Też najlepszą ripostą na jej zachowanie jest zdanie, które wypowiada Magdalena Czerwińska w odcinku trzecim. Może się wreszcie k.... zamknąć dziewczynko? :D Zgasiło ją:D
nie ma naprawdę aż takiej tragedii... gorsze są bohaterki polskich seriali... zaś Fabijański jest koszmarny... wiem, wiem, kochacie go wszystkie, ale on w każdym filmie jest taki sam, po prostu drętwy...
Dokładnie, myślę tak samo! Ciężko mi się ogląda całość przez jej rolę, styl mówienia, zachowania...
Nie moglam przebrnac nawet przez 1odc poerwszej serii... rola Nieradzkiej koszmar! Fabianski masakra! Dno!!!!

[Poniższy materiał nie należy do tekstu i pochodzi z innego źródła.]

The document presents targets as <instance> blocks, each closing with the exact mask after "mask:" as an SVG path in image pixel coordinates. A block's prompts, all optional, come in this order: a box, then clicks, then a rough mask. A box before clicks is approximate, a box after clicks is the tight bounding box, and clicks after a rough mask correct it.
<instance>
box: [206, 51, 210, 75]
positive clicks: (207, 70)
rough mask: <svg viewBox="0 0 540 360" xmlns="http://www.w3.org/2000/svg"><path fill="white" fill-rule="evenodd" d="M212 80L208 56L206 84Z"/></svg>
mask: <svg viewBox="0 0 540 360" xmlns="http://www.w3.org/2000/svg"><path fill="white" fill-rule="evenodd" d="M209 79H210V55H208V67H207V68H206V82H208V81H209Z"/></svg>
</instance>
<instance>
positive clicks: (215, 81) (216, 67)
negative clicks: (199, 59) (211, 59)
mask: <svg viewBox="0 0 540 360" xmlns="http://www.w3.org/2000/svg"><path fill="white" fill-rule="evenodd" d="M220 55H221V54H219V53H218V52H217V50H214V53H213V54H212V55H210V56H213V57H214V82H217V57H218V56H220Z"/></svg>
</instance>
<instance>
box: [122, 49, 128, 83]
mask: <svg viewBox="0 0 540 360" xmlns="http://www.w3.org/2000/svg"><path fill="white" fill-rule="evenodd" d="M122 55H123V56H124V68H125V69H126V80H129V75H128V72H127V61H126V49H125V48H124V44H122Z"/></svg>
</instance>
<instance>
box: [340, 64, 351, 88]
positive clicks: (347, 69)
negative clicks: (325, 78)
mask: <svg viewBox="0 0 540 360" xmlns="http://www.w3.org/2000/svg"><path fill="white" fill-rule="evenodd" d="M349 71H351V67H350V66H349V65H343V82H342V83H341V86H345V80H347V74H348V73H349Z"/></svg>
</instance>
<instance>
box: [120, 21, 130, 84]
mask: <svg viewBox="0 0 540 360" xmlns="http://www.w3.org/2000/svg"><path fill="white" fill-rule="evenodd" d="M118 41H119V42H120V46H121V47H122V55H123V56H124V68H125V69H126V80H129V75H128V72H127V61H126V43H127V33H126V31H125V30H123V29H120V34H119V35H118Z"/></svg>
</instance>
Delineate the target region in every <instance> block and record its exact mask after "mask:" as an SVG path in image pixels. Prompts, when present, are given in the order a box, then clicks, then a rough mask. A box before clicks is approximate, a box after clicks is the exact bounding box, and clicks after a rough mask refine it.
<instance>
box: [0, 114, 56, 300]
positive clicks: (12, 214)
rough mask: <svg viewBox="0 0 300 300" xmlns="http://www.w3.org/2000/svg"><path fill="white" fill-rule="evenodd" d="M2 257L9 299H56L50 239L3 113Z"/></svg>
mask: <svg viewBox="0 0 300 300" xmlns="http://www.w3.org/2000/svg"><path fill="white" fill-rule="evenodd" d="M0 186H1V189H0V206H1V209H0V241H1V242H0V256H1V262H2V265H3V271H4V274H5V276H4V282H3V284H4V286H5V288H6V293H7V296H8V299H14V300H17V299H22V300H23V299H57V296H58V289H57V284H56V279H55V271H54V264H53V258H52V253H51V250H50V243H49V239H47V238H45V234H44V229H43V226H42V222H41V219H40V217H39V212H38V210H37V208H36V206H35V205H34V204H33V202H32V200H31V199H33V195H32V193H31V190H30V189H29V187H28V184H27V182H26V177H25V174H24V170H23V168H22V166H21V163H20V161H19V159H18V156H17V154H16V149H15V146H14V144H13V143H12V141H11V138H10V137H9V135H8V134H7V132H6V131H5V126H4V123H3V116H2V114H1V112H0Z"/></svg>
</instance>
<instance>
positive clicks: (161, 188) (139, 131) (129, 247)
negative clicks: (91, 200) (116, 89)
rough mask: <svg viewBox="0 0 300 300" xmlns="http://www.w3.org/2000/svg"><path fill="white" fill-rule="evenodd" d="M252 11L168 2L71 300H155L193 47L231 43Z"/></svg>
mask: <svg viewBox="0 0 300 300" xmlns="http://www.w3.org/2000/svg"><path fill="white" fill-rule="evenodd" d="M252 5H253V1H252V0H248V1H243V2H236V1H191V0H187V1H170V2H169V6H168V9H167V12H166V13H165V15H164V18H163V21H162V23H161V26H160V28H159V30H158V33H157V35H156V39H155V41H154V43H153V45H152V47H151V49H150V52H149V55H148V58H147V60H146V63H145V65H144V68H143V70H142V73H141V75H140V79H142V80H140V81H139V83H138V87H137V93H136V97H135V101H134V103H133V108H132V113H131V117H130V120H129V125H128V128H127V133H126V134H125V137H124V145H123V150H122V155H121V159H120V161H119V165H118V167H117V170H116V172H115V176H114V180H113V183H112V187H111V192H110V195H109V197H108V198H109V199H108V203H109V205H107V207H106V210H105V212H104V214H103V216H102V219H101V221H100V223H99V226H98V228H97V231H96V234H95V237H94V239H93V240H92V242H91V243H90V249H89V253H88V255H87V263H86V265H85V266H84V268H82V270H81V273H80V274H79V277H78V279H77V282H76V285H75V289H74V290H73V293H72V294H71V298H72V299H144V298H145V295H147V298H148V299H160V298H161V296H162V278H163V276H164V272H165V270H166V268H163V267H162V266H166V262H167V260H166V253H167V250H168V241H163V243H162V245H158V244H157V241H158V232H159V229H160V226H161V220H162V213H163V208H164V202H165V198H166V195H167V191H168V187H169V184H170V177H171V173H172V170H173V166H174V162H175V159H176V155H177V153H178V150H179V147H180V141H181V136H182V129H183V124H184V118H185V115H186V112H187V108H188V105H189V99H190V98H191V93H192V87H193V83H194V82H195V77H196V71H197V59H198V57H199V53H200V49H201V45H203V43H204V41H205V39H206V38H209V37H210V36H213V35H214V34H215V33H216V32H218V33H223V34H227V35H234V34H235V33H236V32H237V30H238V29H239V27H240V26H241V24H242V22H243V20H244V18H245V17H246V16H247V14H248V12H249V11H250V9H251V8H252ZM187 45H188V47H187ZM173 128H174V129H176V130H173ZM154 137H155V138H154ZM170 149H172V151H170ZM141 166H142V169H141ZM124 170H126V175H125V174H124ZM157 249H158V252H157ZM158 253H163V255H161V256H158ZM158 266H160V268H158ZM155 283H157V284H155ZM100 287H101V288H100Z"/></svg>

Gdzieś to czytałam, że drażnią nas cechy, których nie lubimy u siebie, i tak chyba jest:) Dotyczy to także bohaterów filmowych lub książkowych. Pewnie dlatego nie cierpię Teresy z "Nieznośnej lekkości bytu". :):):) A jeśli chodzi o bohaterkę to wkurza mnie w niej totalny brak szacunku do ludzi i bezczelność. Mam na myśli te fragmenty, gdy wparowuje na miejsce zbrodni albo na komendę. Przecież, by wejść na jakąkolwiek komendę trzeba się wylegitymować i dopiero wtedy otwierają kratę. Mój szwagier jest oficerem i chyba dlatego jestem wyczulona na takie szczegóły. A ona sobie wchodzi, ku zaskoczeniu wszystkich. A to niemożliwe, bo na wejściu musiałaby powiedzieć do kogo i oni, by tę osobę zawiadomili. Wolałabym, by bohaterka bardziej używała sprytu, wdzięku, siły przekonywania a nie wparowywała na miejsce zbrodni ot tak sobie i nikt jej nie zatrzymuje, podczas, gdy obecność takiej osoby może spowodować zatarcie śladów, zadeptanie. W kryminałach mnóstwo jest takich sprytnych prywatnych detektywów, dziennikarzy, którzy pętają się przy policji i działają im na nerwy. I oni używali sprytu, by przechytrzyć strażników i dostać się na miejsce przestępstwa, albo wydobyć informacje. Tu kogoś niegroźnie okłamali, tam podali się za kogoś innego, gdzieś indziej kogoś pokokietowali , albo zaprosili na kawę, albo odwrócili uwagę. A ona wpada rozkrzyczana, jak do sklepu, nieszanująca innych, roszczeniowa. Wiem, że postać miałaby być taką narwana dziewczyną z ADHD, takim sympatycznym łobuzem. Wyszło słabo niestety. Nie wiem, czy to wina scenarzystów czy aktorki. Nie mogę powiedzieć, że ona mnie jakoś bardzo denerwuje, bo serial mi się podoba, ale mogliby dopracować te szczegóły. Bo chyba to drażni ludzi w tej postaci.